Il y a certainement une phase de l’évolution de ce marché dans laquelle il est préférable de ne pas réguler parce que les risques ne sont pas très importants et on briderait l’innovation et le développement de ce marché. Et il y a probablement un moment à partir duquel il faut commencer à penser à une régulation minimale. Et si ça devenait très important et systémique il faudrait probablement penser à une régulation plus dure.
En tant que directeur général, vous gérez une direction de 385 personnes. Quels sont selon vous les principaux défis?
Ces 385 personnes ont produit une masse de règlementation absolument considérable dans les cinq dernières années. Nous sommes fiers de ce travail. Mes collègues et moi-même avons fait ce travail avec une petite équipe finalement – c'était une petite entreprise extrêmement dynamique, extrêmement surchargée de travail mais extrêmement motivée. Il a fallu beaucoup de solidarité entre les collègues pour que nous puissions arriver à produire ce que l'intérêt général européen exigeait de nous.
Maintenant, nous devons faire face au service "après-vente" de cette architecture règlementaire des cinq dernières années. C'est-à-dire les textes d'application réglementaire, dit de niveau 2 qui doivent être calibrés.
Dans le même temps l'agenda du G20 se poursuit et nous lançons ce grand projet qui est l'Union des Marchés des Capitaux. Alors, non seulement nous n’avons pas moins de travail que lorsque nous avons proposé tous ces actes législatifs, mais nous en avons largement autant et probablement même un peu plus. Pour autant, nous évoluons dans un environnement dans lequel les ressources dont nous disposons se raréfient.
C’est pourquoi, mon prédécesseur Jonathan Faull et moi-même avons engagé avec l'ensemble des collègues de la direction générale, une réflexion sur nos méthodes. Notre constat est que les tâches de régulations financières sont complexes et multi- dimensionnelles, alors même qu’elles font appel à des compétences techniques sectorielles très pointues.
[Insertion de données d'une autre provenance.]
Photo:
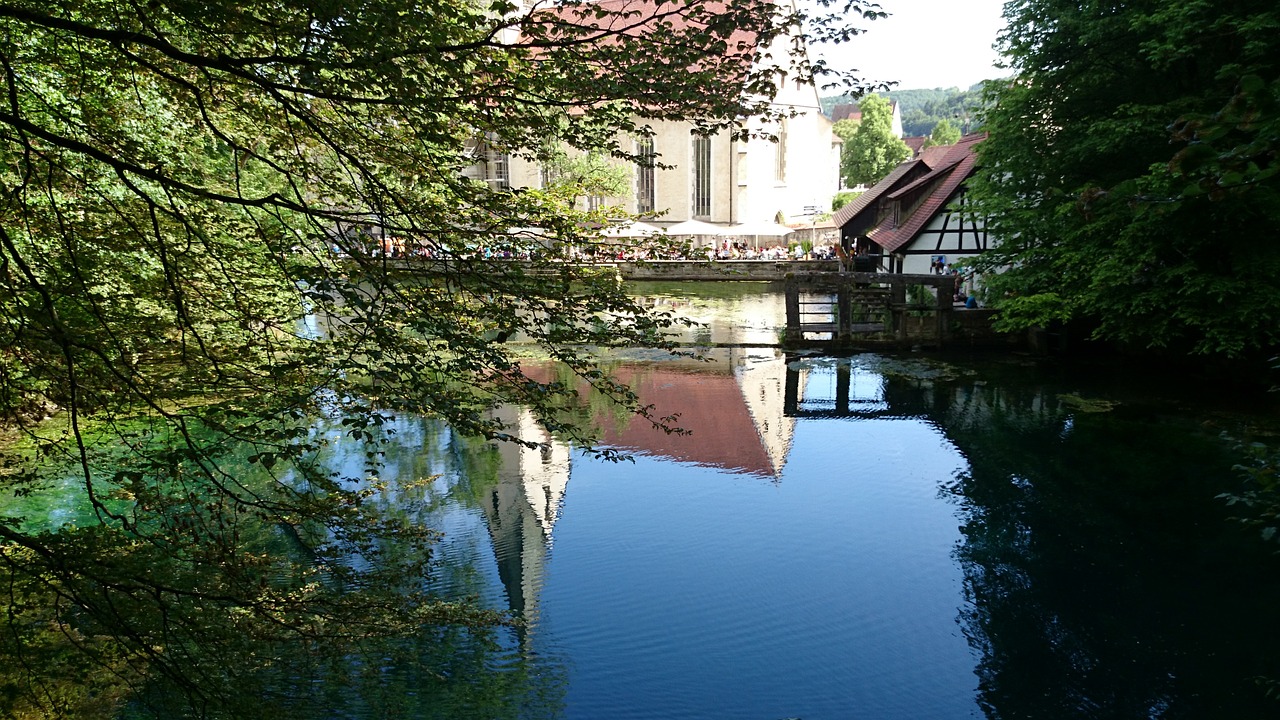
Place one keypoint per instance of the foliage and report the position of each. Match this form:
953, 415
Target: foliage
924, 109
593, 174
845, 130
222, 220
1130, 172
1260, 495
944, 133
844, 197
873, 150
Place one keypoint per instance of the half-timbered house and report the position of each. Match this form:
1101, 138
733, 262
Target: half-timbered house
917, 218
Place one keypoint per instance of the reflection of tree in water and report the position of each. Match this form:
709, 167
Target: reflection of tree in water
1104, 578
446, 669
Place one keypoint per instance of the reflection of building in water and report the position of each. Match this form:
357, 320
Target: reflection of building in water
762, 379
732, 409
522, 507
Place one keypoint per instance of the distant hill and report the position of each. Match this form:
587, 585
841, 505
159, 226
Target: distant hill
922, 109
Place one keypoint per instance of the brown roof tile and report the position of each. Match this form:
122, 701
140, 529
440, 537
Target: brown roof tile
955, 167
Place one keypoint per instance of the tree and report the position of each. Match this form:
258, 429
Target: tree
593, 174
944, 133
1130, 173
200, 204
873, 150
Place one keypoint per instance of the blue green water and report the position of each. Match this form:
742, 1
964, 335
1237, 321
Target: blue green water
935, 541
882, 537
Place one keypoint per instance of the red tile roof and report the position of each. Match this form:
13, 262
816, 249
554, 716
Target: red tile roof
856, 205
606, 24
941, 183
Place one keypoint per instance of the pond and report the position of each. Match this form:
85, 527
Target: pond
871, 536
885, 538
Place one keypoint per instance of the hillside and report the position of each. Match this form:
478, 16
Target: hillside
922, 109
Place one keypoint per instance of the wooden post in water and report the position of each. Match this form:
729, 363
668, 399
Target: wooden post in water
897, 302
792, 302
946, 304
844, 310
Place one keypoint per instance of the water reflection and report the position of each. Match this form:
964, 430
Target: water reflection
869, 536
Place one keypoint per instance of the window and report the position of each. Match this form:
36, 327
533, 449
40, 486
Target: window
702, 162
496, 168
780, 168
645, 192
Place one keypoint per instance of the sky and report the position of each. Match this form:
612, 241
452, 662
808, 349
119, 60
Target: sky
924, 44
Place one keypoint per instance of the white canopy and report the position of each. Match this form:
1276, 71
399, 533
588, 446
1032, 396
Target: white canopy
695, 227
632, 228
768, 229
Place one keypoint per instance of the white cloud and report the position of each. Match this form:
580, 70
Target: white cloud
924, 44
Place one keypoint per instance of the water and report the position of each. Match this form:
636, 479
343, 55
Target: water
882, 537
901, 538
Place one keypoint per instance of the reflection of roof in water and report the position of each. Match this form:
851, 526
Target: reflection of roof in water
709, 404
Comment combiner de manière optimale cette horizontalité et cette verticalité, comment limiter les besoins en structures de coordination et de contrôle de qualité pour diriger toute notre énergie sur les questions de substance, voilà le défi auquel nous sommes confrontés collectivement.
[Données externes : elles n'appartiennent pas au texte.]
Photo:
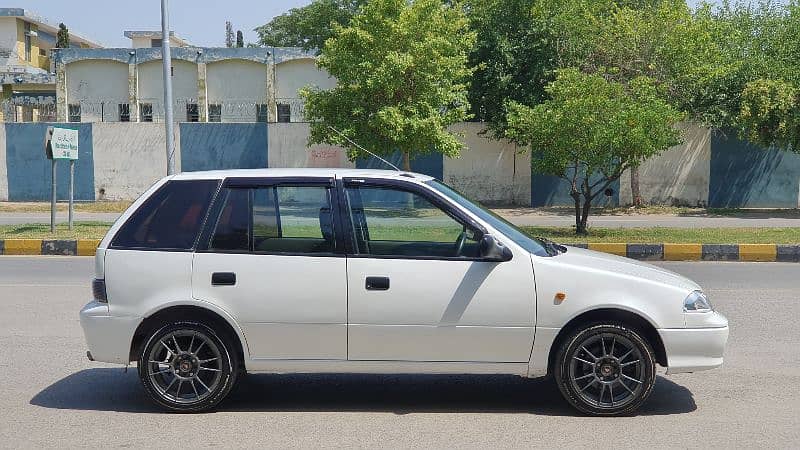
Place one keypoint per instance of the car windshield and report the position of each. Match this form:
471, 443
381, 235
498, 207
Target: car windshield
537, 246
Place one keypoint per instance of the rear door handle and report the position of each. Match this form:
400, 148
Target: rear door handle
223, 279
377, 283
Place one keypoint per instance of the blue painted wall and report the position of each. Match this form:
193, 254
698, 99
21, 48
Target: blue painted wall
211, 146
29, 169
431, 164
547, 190
743, 175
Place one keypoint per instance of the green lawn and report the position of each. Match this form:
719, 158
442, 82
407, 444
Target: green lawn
96, 230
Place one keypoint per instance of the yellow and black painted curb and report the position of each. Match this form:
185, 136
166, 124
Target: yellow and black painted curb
645, 252
79, 247
700, 252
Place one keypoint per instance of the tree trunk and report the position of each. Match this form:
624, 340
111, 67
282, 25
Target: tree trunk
583, 228
637, 196
578, 219
406, 162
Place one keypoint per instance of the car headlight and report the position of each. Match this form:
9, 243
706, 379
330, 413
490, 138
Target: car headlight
697, 302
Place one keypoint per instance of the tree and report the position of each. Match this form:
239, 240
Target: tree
308, 26
401, 71
769, 108
228, 34
62, 37
590, 130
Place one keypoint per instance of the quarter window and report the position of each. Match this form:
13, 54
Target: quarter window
275, 219
170, 219
394, 222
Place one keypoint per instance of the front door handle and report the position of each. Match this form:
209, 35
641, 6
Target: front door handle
377, 283
223, 279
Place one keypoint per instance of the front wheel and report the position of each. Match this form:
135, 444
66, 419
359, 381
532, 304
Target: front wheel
605, 370
187, 367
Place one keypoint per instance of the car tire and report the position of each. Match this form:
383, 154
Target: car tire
605, 369
188, 367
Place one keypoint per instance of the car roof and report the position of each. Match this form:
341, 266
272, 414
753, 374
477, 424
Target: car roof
301, 172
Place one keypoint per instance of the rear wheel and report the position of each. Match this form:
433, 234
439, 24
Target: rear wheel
605, 369
188, 367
A l’issue d’une réflexion collective qui a impliqué l’ensemble des personnes de la DG FISMA, nous sommes parvenus à la conclusion que nous devons croiser nos structures verticales traditionnelles avec des réseaux horizontaux structurés par projet.
L'objectif est d'obtenir une organisation plus plate basée sur des échanges d’information fluides et la confrontation des arguments, dans laquelle les collègues qui sont en charge de différents projets sont encore plus responsabilisés et où les besoins de coordination sont limités au minimum. Nous espérons ainsi améliorer tant la quantité, que la qualité de notre production, la réactivité et la capacité d’adaptation de notre structure, ainsi que la motivation des personnes qui y travaillent.